In December 2012, the plaintiff, an infant, by her father and natural guardian, commenced this action in the Supreme Court, Kings County, against the defendants to recover damages for personal injuries. Kings County was selected as the venue for this action based on the plaintiff's residence. The defendants moved pursuant to CPLR 510(1) and 511 to change the venue of the action from Kings County to Rockland County. The Supreme Court denied the defendants' motion in an order dated September 12, 2013.
In April 2015, the defendants moved, inter alia, in effect, for leave to renew their prior motion pursuant to CPLR 510(1) and 511 to change the venue of the action from Kings County to Rockland County.
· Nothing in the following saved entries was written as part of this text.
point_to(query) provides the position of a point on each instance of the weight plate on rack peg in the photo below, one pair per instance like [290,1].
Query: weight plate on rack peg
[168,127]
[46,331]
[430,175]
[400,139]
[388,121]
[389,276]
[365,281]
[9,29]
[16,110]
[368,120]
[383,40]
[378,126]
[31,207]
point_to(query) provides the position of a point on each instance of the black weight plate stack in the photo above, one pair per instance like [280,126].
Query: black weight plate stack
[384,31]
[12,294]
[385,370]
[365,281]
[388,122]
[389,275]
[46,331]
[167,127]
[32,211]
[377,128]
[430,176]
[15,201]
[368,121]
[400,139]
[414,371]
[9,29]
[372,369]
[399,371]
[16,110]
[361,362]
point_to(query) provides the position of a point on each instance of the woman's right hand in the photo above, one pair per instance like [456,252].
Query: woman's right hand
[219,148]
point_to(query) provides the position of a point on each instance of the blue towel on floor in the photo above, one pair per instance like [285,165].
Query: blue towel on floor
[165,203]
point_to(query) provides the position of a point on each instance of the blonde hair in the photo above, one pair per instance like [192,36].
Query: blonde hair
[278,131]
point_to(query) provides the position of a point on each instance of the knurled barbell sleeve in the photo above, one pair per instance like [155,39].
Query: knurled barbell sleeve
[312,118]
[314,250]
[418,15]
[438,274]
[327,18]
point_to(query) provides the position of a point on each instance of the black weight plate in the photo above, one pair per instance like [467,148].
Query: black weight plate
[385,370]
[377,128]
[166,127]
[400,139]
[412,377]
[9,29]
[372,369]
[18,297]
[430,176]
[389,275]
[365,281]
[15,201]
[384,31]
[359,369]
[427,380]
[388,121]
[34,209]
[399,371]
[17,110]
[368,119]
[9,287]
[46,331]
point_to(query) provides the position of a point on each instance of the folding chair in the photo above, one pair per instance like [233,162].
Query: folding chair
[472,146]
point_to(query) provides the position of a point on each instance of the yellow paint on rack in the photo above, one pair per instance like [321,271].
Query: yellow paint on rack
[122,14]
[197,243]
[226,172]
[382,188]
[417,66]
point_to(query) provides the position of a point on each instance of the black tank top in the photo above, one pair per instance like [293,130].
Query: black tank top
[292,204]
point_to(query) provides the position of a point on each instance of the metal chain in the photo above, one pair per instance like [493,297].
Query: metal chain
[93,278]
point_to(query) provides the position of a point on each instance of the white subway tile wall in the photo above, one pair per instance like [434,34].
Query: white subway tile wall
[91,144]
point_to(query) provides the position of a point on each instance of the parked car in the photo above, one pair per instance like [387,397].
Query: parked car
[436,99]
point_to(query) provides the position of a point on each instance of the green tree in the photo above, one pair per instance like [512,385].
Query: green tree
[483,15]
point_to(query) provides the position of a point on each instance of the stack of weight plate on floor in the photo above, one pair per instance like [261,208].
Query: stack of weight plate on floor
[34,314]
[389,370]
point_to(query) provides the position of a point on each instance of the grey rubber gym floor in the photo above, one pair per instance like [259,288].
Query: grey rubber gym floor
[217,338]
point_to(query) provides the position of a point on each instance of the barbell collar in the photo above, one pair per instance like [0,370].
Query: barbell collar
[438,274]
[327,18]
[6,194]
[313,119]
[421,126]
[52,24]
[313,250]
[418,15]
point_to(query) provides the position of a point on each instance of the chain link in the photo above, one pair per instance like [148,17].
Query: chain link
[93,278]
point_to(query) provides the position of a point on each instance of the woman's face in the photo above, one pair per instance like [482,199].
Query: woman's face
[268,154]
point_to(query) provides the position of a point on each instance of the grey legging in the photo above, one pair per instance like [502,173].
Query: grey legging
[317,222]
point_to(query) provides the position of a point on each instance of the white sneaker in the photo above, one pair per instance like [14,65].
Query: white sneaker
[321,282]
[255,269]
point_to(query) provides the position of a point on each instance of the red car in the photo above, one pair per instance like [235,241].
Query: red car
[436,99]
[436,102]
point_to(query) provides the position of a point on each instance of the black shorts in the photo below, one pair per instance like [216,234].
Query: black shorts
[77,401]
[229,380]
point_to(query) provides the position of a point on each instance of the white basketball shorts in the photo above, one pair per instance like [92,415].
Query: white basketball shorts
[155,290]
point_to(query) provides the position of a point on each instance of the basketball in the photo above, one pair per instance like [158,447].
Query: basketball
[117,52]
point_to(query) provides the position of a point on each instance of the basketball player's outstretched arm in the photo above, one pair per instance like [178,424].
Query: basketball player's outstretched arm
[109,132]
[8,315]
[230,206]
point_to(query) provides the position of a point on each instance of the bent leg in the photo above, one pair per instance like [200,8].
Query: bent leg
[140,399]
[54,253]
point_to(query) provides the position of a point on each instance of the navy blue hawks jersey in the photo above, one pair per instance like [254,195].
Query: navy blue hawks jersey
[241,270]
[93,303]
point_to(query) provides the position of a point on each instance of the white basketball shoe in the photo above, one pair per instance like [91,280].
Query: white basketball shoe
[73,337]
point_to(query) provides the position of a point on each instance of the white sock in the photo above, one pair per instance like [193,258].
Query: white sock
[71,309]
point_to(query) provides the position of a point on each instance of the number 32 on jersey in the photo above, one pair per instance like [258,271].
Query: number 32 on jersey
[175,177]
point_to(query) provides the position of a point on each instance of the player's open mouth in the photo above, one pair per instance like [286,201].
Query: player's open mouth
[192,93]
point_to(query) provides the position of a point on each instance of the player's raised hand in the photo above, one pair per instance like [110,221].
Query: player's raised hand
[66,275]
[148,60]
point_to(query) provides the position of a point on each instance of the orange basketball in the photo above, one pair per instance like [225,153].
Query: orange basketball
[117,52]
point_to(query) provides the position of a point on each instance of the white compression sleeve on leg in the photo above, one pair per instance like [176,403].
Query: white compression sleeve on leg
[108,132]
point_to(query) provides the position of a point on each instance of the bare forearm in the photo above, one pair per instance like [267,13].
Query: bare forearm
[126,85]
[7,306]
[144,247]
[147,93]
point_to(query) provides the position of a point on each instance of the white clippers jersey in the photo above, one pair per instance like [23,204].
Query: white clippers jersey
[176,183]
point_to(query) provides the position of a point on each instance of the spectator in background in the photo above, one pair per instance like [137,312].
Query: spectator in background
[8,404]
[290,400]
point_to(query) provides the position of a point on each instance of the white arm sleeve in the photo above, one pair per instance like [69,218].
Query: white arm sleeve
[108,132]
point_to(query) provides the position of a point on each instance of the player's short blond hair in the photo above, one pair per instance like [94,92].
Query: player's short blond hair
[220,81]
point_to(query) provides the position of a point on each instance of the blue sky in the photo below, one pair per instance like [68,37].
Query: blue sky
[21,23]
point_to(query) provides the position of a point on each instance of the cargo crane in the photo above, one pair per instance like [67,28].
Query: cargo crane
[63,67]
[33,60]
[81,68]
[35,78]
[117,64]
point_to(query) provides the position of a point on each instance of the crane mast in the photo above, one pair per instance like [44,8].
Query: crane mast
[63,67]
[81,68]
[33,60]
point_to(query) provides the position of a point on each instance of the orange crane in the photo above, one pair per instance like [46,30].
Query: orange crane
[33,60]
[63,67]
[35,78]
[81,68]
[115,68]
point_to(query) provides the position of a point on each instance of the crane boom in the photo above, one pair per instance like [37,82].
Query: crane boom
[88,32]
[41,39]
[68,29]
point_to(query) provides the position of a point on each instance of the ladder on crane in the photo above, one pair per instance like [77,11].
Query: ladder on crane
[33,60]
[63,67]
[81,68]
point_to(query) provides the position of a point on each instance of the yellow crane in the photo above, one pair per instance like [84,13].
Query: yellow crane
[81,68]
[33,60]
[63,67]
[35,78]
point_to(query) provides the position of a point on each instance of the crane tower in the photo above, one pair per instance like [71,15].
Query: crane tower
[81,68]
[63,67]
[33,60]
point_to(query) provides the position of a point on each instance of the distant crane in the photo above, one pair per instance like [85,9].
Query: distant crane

The defendants submitted new evidence suggesting that the Kings County address previously provided by the plaintiff was being operated, at least in part, as a synagogue. The Supreme Court, among other things, denied that branch of the motion, and the defendants appeal.
A motion for leave to renew “shall be based upon new facts not offered on the prior motion that would change the prior determination” (CPLR 2221[e] [2] ), and “shall contain reasonable justification for the failure to present such facts on the prior motion” (CPLR 2221[e][3] ). “A motion for leave to renew is not a second chance freely given to parties who have not exercised due diligence in making their first factual presentation” (Elder v. Elder, 21 A.D.3d 1055, 1055, 802 N.Y.S.2d 457 ; see Renna v. Gullo, 19 A.D.3d 472, 473, 797 N.Y.S.2d 115 ). Here, the defendants failed to provide a reasonable justification for their failure to present the new evidence on the original motion (see Ayala v. Gonzalez, 129 A.D.3d 874, 10 N.Y.S.3d 452 ; Mount Sinai Hosp. v. Dust Tr., Inc., 104 A.D.3d 823, 824–825, 962 N.Y.S.2d 307 ) and, in any event, the newly submitted evidence would not have changed the prior determination since it failed to demonstrate that the plaintiff did not maintain a residence in Kings County at the time the action was commenced (see CPLR 2221[e] ; Chehab v. Roitman, 120 A.D.3d 736, 992 N.Y.S.2d 74 ).
The defendants' remaining contention is without merit.
Accordingly, the Supreme Court properly denied that branch of the defendants' motion which was, in effect, for leave to renew their prior motion pursuant to CPLR 510(1) and 511 to change the venue of the action from Kings County to Rockland County.